Il primo studio: verso una geologia simile ai fondali oceanici
Il primo studio, coordinato proprio dall’Università di Pisa e pubblicato su Communications Earth & Environment, ha ricostruito l’evoluzione del rift dell’Afar negli ultimi 2-2,5 milioni di anni. Analizzando sedici colate laviche, i ricercatori hanno scoperto che l’area attiva del rift si sta restringendo e spostando in modo asimmetrico, assumendo una struttura sempre più simile a quella dei fondali oceanici.
Il secondo studio: come si muove il mantello sotto l’Africa
Il secondo studio, pubblicato su Nature Geoscience e guidato dall’Università di Southampton, ha coinvolto anche l’Ateneo pisano.
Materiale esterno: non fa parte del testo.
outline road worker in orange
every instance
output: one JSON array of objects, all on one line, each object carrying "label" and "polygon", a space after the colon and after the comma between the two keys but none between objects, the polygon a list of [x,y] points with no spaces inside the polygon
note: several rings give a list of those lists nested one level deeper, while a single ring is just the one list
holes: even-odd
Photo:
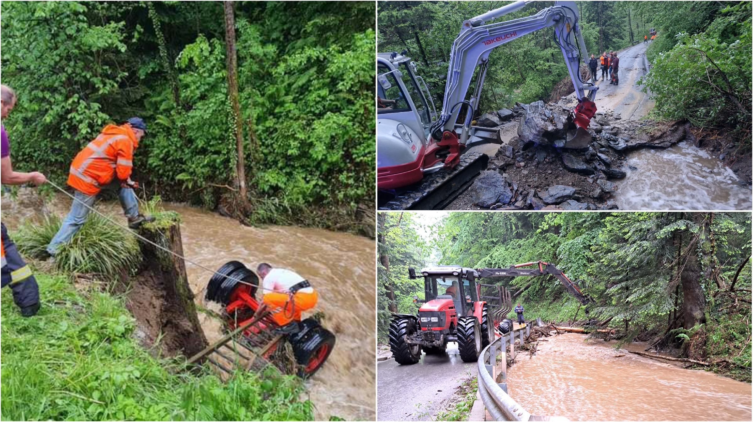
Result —
[{"label": "road worker in orange", "polygon": [[[2,119],[5,120],[16,105],[16,93],[6,85],[0,86],[0,98],[2,104]],[[47,182],[44,175],[38,171],[23,173],[14,171],[11,162],[11,144],[8,141],[5,126],[2,126],[2,139],[0,145],[0,182],[3,185],[23,185],[31,182],[39,185]],[[30,317],[39,310],[39,286],[32,273],[32,269],[23,261],[16,244],[8,234],[5,223],[0,223],[0,272],[2,275],[2,287],[9,286],[13,291],[13,301],[21,309],[21,315]]]},{"label": "road worker in orange", "polygon": [[311,284],[294,271],[273,268],[263,262],[256,267],[264,289],[262,302],[271,308],[279,331],[294,334],[300,330],[301,314],[316,305],[319,297]]},{"label": "road worker in orange", "polygon": [[60,245],[70,241],[84,225],[97,194],[115,176],[120,181],[118,198],[128,218],[128,227],[138,228],[142,223],[154,219],[139,213],[139,200],[133,192],[139,184],[131,180],[133,151],[145,133],[146,124],[138,117],[132,117],[120,126],[108,125],[73,159],[68,185],[75,189],[75,200],[60,230],[47,245],[50,256],[54,257]]}]

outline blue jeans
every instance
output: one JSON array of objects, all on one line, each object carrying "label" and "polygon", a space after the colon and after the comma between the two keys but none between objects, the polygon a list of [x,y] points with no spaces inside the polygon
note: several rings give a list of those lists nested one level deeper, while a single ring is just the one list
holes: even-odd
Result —
[{"label": "blue jeans", "polygon": [[[86,222],[87,216],[89,215],[89,208],[87,208],[84,203],[93,207],[94,200],[96,199],[96,195],[87,195],[78,191],[76,191],[74,197],[76,199],[71,204],[71,212],[62,221],[62,225],[57,234],[52,238],[50,244],[47,245],[47,250],[50,255],[54,255],[57,252],[57,249],[61,244],[69,242],[73,235]],[[120,200],[120,206],[123,207],[123,212],[127,217],[133,219],[139,215],[139,200],[136,199],[136,194],[133,193],[133,189],[120,188],[117,197]]]}]

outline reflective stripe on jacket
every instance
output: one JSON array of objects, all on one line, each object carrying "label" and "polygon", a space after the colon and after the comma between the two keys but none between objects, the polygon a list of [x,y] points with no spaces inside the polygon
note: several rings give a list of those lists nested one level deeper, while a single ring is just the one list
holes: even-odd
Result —
[{"label": "reflective stripe on jacket", "polygon": [[96,194],[100,188],[117,178],[131,176],[133,150],[139,146],[130,125],[108,125],[99,136],[81,149],[71,163],[68,184],[87,195]]}]

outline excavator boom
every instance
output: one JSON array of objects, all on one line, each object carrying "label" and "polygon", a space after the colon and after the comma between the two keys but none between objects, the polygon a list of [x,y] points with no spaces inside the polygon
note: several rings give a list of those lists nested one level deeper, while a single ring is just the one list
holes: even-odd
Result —
[{"label": "excavator boom", "polygon": [[[536,266],[534,268],[523,268],[523,267]],[[554,276],[559,282],[565,286],[565,288],[575,297],[581,303],[587,305],[593,302],[590,296],[581,291],[578,284],[568,278],[561,270],[554,267],[554,264],[543,261],[535,262],[527,262],[526,264],[518,264],[513,265],[510,268],[477,268],[479,277],[517,277],[520,276],[546,276],[551,274]]]}]

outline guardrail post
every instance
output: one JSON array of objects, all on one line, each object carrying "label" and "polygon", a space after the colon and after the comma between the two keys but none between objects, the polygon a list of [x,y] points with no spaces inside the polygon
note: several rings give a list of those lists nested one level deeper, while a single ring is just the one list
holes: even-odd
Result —
[{"label": "guardrail post", "polygon": [[515,332],[510,332],[510,358],[515,360]]}]

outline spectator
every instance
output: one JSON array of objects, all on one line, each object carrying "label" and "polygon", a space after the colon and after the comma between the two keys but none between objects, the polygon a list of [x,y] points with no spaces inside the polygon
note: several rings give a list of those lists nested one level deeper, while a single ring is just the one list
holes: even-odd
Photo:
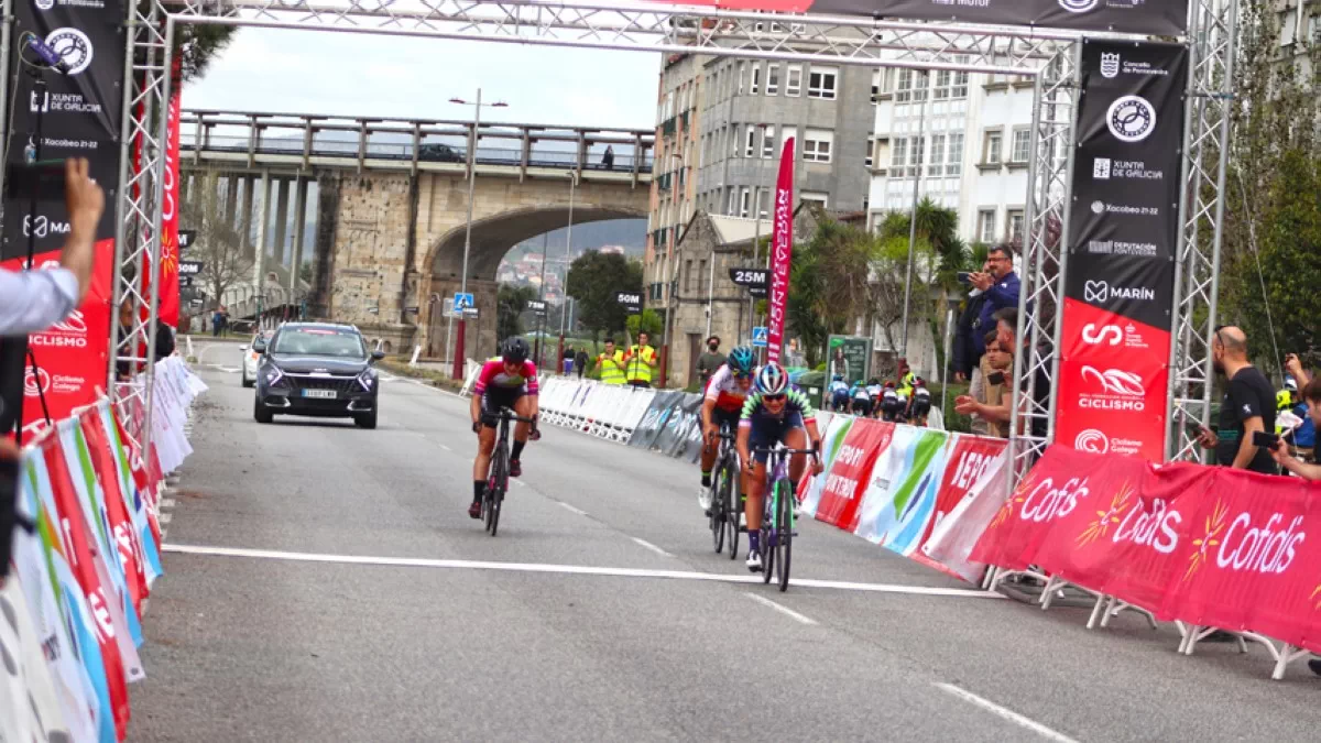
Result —
[{"label": "spectator", "polygon": [[[1025,354],[1024,362],[1026,364],[1028,361],[1030,361],[1032,349],[1029,349],[1026,345],[1028,338],[1024,337],[1022,341],[1020,342],[1020,338],[1017,337],[1018,311],[1012,307],[996,311],[995,321],[996,321],[996,337],[993,340],[995,348],[1004,352],[1005,354],[1009,354],[1011,358],[1013,353],[1022,353]],[[982,338],[982,342],[983,346],[989,346],[992,344],[992,341],[988,341],[985,338]],[[1048,353],[1050,353],[1050,348],[1048,346],[1036,349],[1037,356]],[[1032,382],[1030,391],[1032,391],[1032,401],[1034,403],[1033,407],[1038,410],[1048,410],[1050,403],[1050,378],[1046,374],[1045,365],[1038,365],[1036,373],[1032,377],[1024,377],[1022,379],[1015,381],[1018,385],[1018,390],[1024,393],[1022,395],[1020,395],[1022,399],[1022,402],[1020,403],[1020,414],[1028,410],[1026,393],[1029,391],[1029,383],[1028,383],[1029,381]],[[1008,426],[1008,423],[1013,419],[1013,415],[1009,410],[1012,401],[1013,395],[1011,394],[1004,394],[1000,398],[1000,405],[987,405],[983,402],[978,402],[970,395],[959,395],[958,398],[954,399],[954,410],[958,410],[963,415],[980,415],[982,418],[987,419],[987,422],[1004,423]],[[1032,419],[1032,435],[1041,439],[1046,436],[1046,420],[1044,418],[1034,416]]]},{"label": "spectator", "polygon": [[577,372],[579,379],[587,372],[587,346],[580,348],[577,356],[573,357],[573,370]]},{"label": "spectator", "polygon": [[725,354],[720,353],[720,336],[707,338],[707,353],[697,357],[697,379],[701,389],[707,387],[707,381],[717,369],[725,365]]},{"label": "spectator", "polygon": [[[1308,385],[1312,382],[1312,375],[1303,368],[1303,362],[1299,361],[1299,354],[1289,353],[1284,356],[1284,370],[1292,374],[1293,386],[1301,387],[1305,393]],[[1308,414],[1310,411],[1310,406],[1308,405],[1306,394],[1301,395],[1301,399],[1299,395],[1295,395],[1293,402],[1296,405],[1292,412],[1303,419],[1303,426],[1299,426],[1293,431],[1293,446],[1297,448],[1297,455],[1301,459],[1305,461],[1314,461],[1317,432],[1316,422]]]},{"label": "spectator", "polygon": [[1211,365],[1229,383],[1221,401],[1219,432],[1202,428],[1202,447],[1215,450],[1221,467],[1276,475],[1271,451],[1252,444],[1252,434],[1275,431],[1275,390],[1248,361],[1247,334],[1232,325],[1217,328]]},{"label": "spectator", "polygon": [[[991,274],[991,262],[987,260],[982,264],[983,274]],[[972,274],[968,274],[968,286],[972,284]],[[968,291],[968,301],[963,305],[963,313],[959,315],[959,329],[954,333],[954,379],[956,382],[972,382],[976,383],[976,377],[980,375],[979,364],[982,361],[982,344],[978,342],[978,334],[983,337],[987,333],[993,333],[995,328],[982,327],[982,307],[987,303],[985,292],[972,287]],[[970,393],[976,397],[976,393]]]},{"label": "spectator", "polygon": [[[997,342],[999,333],[991,331],[985,334],[985,353],[982,354],[982,366],[979,368],[979,390],[974,399],[982,402],[991,407],[1008,406],[1009,402],[1005,395],[1009,394],[1009,381],[1007,377],[1013,373],[1013,354],[1005,352],[1000,348]],[[996,377],[996,373],[1000,375]],[[988,436],[997,436],[1000,439],[1009,438],[1009,424],[1000,420],[985,420],[982,418],[975,418],[974,424],[980,423],[982,434]],[[979,432],[976,426],[974,427],[974,434]]]},{"label": "spectator", "polygon": [[[982,303],[982,313],[978,316],[978,325],[974,328],[972,340],[976,341],[976,352],[985,349],[982,333],[978,328],[991,329],[996,325],[995,313],[1007,308],[1018,308],[1018,275],[1013,272],[1013,251],[1008,245],[997,245],[987,253],[987,271],[968,276],[968,282],[985,295]],[[1016,329],[1017,331],[1017,329]],[[971,366],[972,364],[970,364]]]},{"label": "spectator", "polygon": [[96,225],[106,208],[104,192],[87,176],[87,160],[65,163],[65,206],[69,238],[59,268],[0,271],[0,336],[45,331],[82,304],[91,280]]}]

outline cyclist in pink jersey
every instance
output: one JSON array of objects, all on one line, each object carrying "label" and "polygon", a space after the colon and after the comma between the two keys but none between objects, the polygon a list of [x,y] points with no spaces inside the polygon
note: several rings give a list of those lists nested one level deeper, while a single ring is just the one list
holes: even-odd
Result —
[{"label": "cyclist in pink jersey", "polygon": [[[477,459],[473,460],[473,504],[468,516],[482,517],[482,494],[490,476],[491,452],[495,451],[495,428],[501,409],[510,409],[522,418],[536,418],[536,365],[527,360],[527,341],[513,337],[505,341],[501,357],[487,361],[473,385],[473,432],[477,434]],[[514,426],[514,447],[509,456],[509,476],[523,473],[520,456],[532,426]]]}]

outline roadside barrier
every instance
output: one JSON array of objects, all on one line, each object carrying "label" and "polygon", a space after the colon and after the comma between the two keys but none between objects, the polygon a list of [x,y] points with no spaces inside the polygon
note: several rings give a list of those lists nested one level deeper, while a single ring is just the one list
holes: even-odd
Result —
[{"label": "roadside barrier", "polygon": [[0,740],[127,735],[127,685],[145,678],[137,648],[162,574],[162,472],[192,451],[182,423],[206,389],[170,357],[156,365],[152,430],[141,406],[107,398],[37,432],[22,450],[13,565],[0,586]]}]

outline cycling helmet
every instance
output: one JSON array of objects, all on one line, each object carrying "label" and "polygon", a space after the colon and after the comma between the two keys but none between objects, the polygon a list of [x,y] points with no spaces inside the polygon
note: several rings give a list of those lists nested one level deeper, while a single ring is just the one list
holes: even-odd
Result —
[{"label": "cycling helmet", "polygon": [[757,391],[764,395],[782,395],[789,389],[789,374],[785,368],[770,362],[757,373]]},{"label": "cycling helmet", "polygon": [[757,360],[752,354],[750,348],[741,345],[729,352],[728,364],[734,377],[752,377],[752,370],[757,366]]},{"label": "cycling helmet", "polygon": [[522,364],[527,361],[527,341],[519,336],[514,336],[505,341],[505,348],[501,349],[501,356],[505,358],[505,364]]}]

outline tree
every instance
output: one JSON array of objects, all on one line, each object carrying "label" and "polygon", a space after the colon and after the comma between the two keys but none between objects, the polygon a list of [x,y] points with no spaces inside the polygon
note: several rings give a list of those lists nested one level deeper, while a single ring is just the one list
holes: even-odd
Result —
[{"label": "tree", "polygon": [[503,338],[523,334],[523,312],[527,303],[536,299],[532,287],[501,284],[495,299],[495,334]]},{"label": "tree", "polygon": [[239,230],[225,219],[217,172],[207,171],[199,176],[192,189],[192,198],[184,202],[181,223],[197,229],[194,247],[189,249],[188,255],[202,262],[198,282],[213,303],[219,304],[226,290],[252,276],[254,258],[244,255]]},{"label": "tree", "polygon": [[569,266],[565,290],[577,305],[573,316],[592,331],[593,338],[602,331],[622,331],[627,311],[616,301],[616,293],[642,292],[642,263],[617,253],[589,250]]}]

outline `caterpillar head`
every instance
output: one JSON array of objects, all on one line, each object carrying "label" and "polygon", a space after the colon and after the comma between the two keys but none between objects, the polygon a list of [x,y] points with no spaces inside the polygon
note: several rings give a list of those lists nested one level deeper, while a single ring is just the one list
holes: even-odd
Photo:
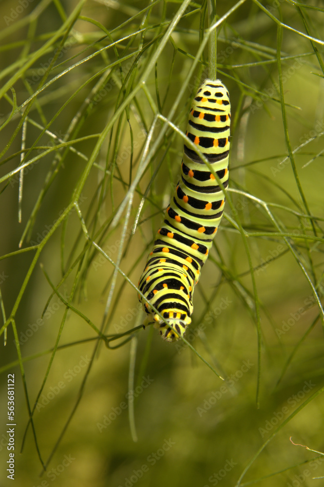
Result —
[{"label": "caterpillar head", "polygon": [[[165,316],[166,313],[164,313],[163,314]],[[191,323],[191,318],[184,313],[181,314],[180,318],[180,313],[174,313],[173,311],[168,312],[168,317],[166,317],[165,318],[168,324],[166,325],[160,317],[155,314],[154,317],[154,327],[159,331],[160,335],[164,340],[169,342],[176,341],[180,337],[184,336],[187,327]],[[176,317],[174,317],[174,315]]]}]

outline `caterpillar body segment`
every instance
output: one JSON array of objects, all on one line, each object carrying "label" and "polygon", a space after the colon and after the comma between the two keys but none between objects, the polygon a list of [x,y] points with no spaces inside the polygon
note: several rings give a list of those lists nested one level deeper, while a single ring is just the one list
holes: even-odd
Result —
[{"label": "caterpillar body segment", "polygon": [[[219,79],[206,79],[193,100],[186,135],[207,158],[224,188],[229,180],[230,121],[226,87]],[[153,323],[168,341],[183,337],[191,322],[194,286],[223,216],[225,201],[212,172],[185,143],[181,178],[138,284],[146,299],[139,295],[147,322]]]}]

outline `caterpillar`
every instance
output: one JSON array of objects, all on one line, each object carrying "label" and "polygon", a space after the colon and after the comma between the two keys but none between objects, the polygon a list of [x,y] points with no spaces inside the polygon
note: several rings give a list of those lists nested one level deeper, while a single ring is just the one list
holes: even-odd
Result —
[{"label": "caterpillar", "polygon": [[[186,135],[228,185],[230,104],[219,79],[206,79],[190,110]],[[191,322],[192,295],[223,215],[225,195],[199,156],[185,143],[181,179],[166,209],[139,280],[138,298],[162,337],[183,337]],[[163,317],[161,319],[151,305]]]}]

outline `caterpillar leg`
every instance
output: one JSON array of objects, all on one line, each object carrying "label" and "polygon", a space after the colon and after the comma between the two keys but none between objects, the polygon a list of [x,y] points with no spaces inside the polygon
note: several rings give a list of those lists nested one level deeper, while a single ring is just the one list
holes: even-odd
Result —
[{"label": "caterpillar leg", "polygon": [[165,324],[158,315],[155,314],[154,317],[154,327],[159,330],[160,335],[164,340],[169,342],[176,341],[180,337],[184,336],[187,327],[191,323],[191,318],[186,315],[184,319],[181,319],[183,315],[180,317],[180,313],[173,311],[170,311],[168,314],[169,317],[166,319],[168,325]]}]

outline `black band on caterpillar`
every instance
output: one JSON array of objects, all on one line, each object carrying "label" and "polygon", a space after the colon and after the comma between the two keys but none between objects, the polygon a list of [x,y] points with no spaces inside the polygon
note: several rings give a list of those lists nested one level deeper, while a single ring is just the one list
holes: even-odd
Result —
[{"label": "black band on caterpillar", "polygon": [[[206,157],[225,188],[229,179],[230,121],[226,87],[219,79],[206,79],[193,100],[186,135]],[[181,178],[138,283],[148,301],[138,295],[149,322],[154,323],[168,341],[183,337],[191,322],[194,286],[224,210],[225,195],[216,183],[198,154],[185,143]]]}]

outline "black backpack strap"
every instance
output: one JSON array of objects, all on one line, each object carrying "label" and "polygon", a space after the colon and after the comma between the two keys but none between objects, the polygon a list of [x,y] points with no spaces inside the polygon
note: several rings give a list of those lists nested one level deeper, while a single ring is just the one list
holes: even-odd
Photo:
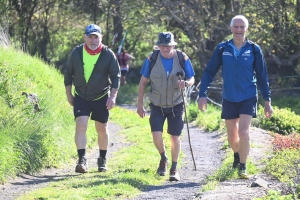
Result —
[{"label": "black backpack strap", "polygon": [[176,50],[176,53],[177,53],[177,56],[178,56],[178,60],[179,60],[179,64],[181,66],[181,69],[184,70],[185,66],[184,66],[184,56],[183,56],[183,53],[182,51],[179,51],[179,50]]}]

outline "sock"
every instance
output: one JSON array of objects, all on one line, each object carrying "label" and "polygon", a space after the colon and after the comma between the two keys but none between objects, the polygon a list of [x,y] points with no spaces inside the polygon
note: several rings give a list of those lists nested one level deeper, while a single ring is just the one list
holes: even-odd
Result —
[{"label": "sock", "polygon": [[79,159],[85,157],[85,149],[77,149]]},{"label": "sock", "polygon": [[101,158],[106,159],[106,153],[107,153],[107,150],[101,150],[101,149],[99,149],[99,154],[100,154]]},{"label": "sock", "polygon": [[172,161],[171,170],[176,170],[177,168],[177,162]]},{"label": "sock", "polygon": [[168,160],[167,155],[166,155],[166,152],[160,153],[160,159],[161,159],[161,160]]},{"label": "sock", "polygon": [[246,164],[245,163],[240,163],[240,169],[241,170],[246,170]]}]

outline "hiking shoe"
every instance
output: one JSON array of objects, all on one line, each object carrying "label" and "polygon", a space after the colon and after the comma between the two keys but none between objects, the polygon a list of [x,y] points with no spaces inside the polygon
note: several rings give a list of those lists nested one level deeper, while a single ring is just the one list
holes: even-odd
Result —
[{"label": "hiking shoe", "polygon": [[165,176],[168,167],[168,160],[160,160],[156,173],[160,176]]},{"label": "hiking shoe", "polygon": [[247,174],[245,169],[239,169],[239,177],[241,179],[249,179],[249,175]]},{"label": "hiking shoe", "polygon": [[238,168],[240,166],[240,156],[239,155],[234,155],[233,157],[233,163],[232,163],[232,168]]},{"label": "hiking shoe", "polygon": [[75,172],[77,173],[86,173],[88,172],[87,169],[87,159],[85,157],[82,157],[78,160]]},{"label": "hiking shoe", "polygon": [[170,170],[169,181],[180,181],[179,173],[176,170]]},{"label": "hiking shoe", "polygon": [[107,166],[106,166],[106,159],[105,158],[98,158],[98,172],[106,172]]}]

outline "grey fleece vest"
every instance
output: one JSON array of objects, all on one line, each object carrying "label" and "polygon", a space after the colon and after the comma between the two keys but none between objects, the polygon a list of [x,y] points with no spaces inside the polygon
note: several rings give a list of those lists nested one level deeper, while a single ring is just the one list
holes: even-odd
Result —
[{"label": "grey fleece vest", "polygon": [[[151,54],[149,55],[151,57]],[[177,54],[173,57],[172,71],[167,76],[167,72],[160,59],[160,53],[157,56],[155,65],[150,72],[151,89],[148,93],[149,100],[155,106],[162,108],[171,108],[180,104],[183,99],[178,87],[179,77],[177,72],[183,72]]]}]

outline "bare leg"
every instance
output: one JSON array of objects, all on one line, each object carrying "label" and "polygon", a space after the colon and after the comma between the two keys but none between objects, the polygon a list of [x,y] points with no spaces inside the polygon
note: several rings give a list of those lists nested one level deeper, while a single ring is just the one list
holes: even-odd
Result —
[{"label": "bare leg", "polygon": [[86,130],[88,124],[88,116],[80,116],[76,118],[75,144],[77,149],[86,148]]},{"label": "bare leg", "polygon": [[162,138],[162,132],[160,131],[152,132],[152,136],[153,136],[153,143],[156,149],[158,150],[158,152],[159,153],[165,152],[166,149],[165,149],[165,143]]},{"label": "bare leg", "polygon": [[250,151],[250,136],[249,128],[251,124],[252,116],[250,115],[240,115],[239,122],[239,154],[240,162],[246,163],[249,151]]},{"label": "bare leg", "polygon": [[234,152],[239,152],[239,119],[225,120],[227,128],[228,143]]},{"label": "bare leg", "polygon": [[178,162],[179,153],[180,153],[180,137],[171,135],[171,154],[172,154],[172,161]]},{"label": "bare leg", "polygon": [[107,130],[107,123],[100,123],[95,121],[96,131],[98,133],[98,146],[101,150],[107,150],[108,146],[108,130]]}]

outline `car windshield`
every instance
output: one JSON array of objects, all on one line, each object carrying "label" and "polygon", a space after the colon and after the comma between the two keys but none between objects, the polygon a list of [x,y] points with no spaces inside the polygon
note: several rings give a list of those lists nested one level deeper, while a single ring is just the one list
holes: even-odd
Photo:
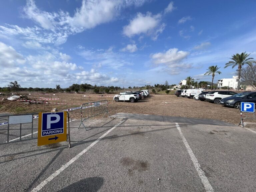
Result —
[{"label": "car windshield", "polygon": [[244,96],[246,96],[247,95],[249,95],[250,93],[251,93],[250,92],[248,92],[247,93],[238,93],[237,94],[234,95],[232,96],[232,97],[244,97]]}]

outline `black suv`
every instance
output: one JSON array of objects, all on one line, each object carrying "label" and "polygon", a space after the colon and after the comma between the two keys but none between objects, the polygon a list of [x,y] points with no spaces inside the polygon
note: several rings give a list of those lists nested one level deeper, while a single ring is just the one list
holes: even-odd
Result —
[{"label": "black suv", "polygon": [[256,103],[256,91],[243,92],[222,99],[220,104],[227,107],[233,107],[240,109],[241,102],[250,102]]},{"label": "black suv", "polygon": [[208,91],[206,92],[202,92],[198,96],[198,99],[200,101],[205,101],[205,95],[208,93]]},{"label": "black suv", "polygon": [[179,97],[180,95],[181,94],[181,91],[182,90],[177,90],[174,93],[174,95],[176,95],[177,97]]}]

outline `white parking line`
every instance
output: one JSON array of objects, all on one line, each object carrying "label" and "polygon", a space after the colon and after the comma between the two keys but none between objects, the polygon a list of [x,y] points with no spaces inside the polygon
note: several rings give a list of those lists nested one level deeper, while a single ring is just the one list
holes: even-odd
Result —
[{"label": "white parking line", "polygon": [[177,123],[175,123],[176,124],[176,127],[177,128],[177,129],[179,131],[179,132],[180,134],[180,136],[181,137],[181,138],[183,141],[183,142],[186,146],[186,148],[187,148],[187,150],[188,151],[189,156],[190,156],[191,160],[193,162],[194,166],[195,166],[195,168],[196,170],[196,171],[197,172],[197,173],[199,175],[199,177],[200,177],[200,179],[201,179],[202,182],[203,183],[203,184],[204,186],[204,188],[206,190],[207,192],[213,192],[214,191],[211,185],[211,184],[209,182],[209,181],[208,180],[208,178],[205,176],[205,174],[204,172],[204,171],[202,170],[201,168],[201,165],[198,163],[198,161],[197,160],[197,159],[196,157],[195,154],[193,153],[192,149],[190,148],[189,145],[188,144],[188,143],[187,141],[187,140],[186,139],[186,138],[183,135],[182,132],[181,132],[181,130],[180,129],[179,124]]},{"label": "white parking line", "polygon": [[83,151],[82,151],[81,152],[80,152],[76,156],[73,157],[72,159],[71,159],[71,160],[69,161],[66,164],[63,165],[59,169],[58,169],[56,171],[54,172],[51,175],[50,175],[49,177],[48,177],[47,179],[45,179],[44,181],[43,181],[40,184],[39,184],[35,188],[34,188],[31,191],[31,192],[35,192],[36,191],[39,191],[41,189],[43,188],[44,186],[45,186],[46,184],[47,184],[48,183],[51,181],[53,179],[54,179],[55,177],[58,176],[61,172],[64,171],[65,169],[66,169],[67,168],[69,165],[71,165],[72,163],[74,163],[76,160],[77,160],[78,158],[79,158],[80,157],[82,156],[85,153],[86,153],[87,151],[88,151],[89,149],[90,149],[93,146],[96,144],[97,143],[99,142],[101,139],[104,137],[105,136],[107,135],[109,133],[111,132],[111,131],[113,130],[114,129],[115,129],[116,127],[117,127],[118,125],[120,125],[120,124],[121,124],[123,123],[126,120],[126,119],[123,119],[121,121],[120,121],[117,125],[116,125],[112,128],[109,129],[108,131],[107,131],[106,133],[105,133],[104,134],[102,135],[97,140],[95,141],[94,142],[93,142],[90,145],[89,145],[88,147],[86,147],[86,148],[84,149]]},{"label": "white parking line", "polygon": [[244,128],[246,129],[247,129],[247,130],[249,130],[249,131],[251,131],[253,133],[254,133],[256,134],[256,131],[253,131],[253,130],[252,130],[251,129],[249,129],[248,128],[247,128],[246,127],[244,127]]},{"label": "white parking line", "polygon": [[[74,119],[73,121],[69,121],[69,122],[72,122],[72,121],[75,121],[76,120],[76,119]],[[68,121],[67,122],[67,123],[68,123]],[[35,134],[35,133],[37,133],[38,132],[38,131],[36,131],[35,132],[34,132],[34,133],[33,133],[33,134]],[[29,136],[29,135],[31,135],[32,134],[32,133],[30,133],[30,134],[26,135],[24,135],[24,136],[22,136],[22,137],[21,137],[21,138],[23,138],[23,137],[26,137]],[[16,139],[12,139],[11,140],[10,140],[10,141],[9,141],[9,142],[10,142],[10,141],[15,141],[15,140],[17,140],[19,139],[20,139],[20,138],[18,137],[18,138],[16,138]],[[5,141],[5,143],[7,143],[7,141]]]}]

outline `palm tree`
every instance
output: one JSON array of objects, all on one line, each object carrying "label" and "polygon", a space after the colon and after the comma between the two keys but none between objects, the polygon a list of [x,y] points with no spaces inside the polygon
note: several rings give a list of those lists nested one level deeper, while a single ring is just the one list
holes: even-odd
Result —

I ricercatori hanno analizzato oltre 130 campioni lavici e, grazie a modelli statistici avanzati, hanno dimostrato che il comportamento del mantello varia nei tre rami del rift (Mar Rosso, Golfo di Aden e Rift Etiopico) in base alla velocità di estensione e allo spessore della crosta. Questo dimostra che è la tettonica a guidare la distribuzione del materiale del mantello, e non il contrario.
Tra i protagonisti della ricerca, oltre a Carolina Pagli, anche Anna Gioncada e Gianmaria Tortelli (Università di Pisa e Firenze). Pagli ha inoltre partecipato allo studio pubblicato su Nature Geoscience, guidato da Emma J. Watts dell’Università di Southampton.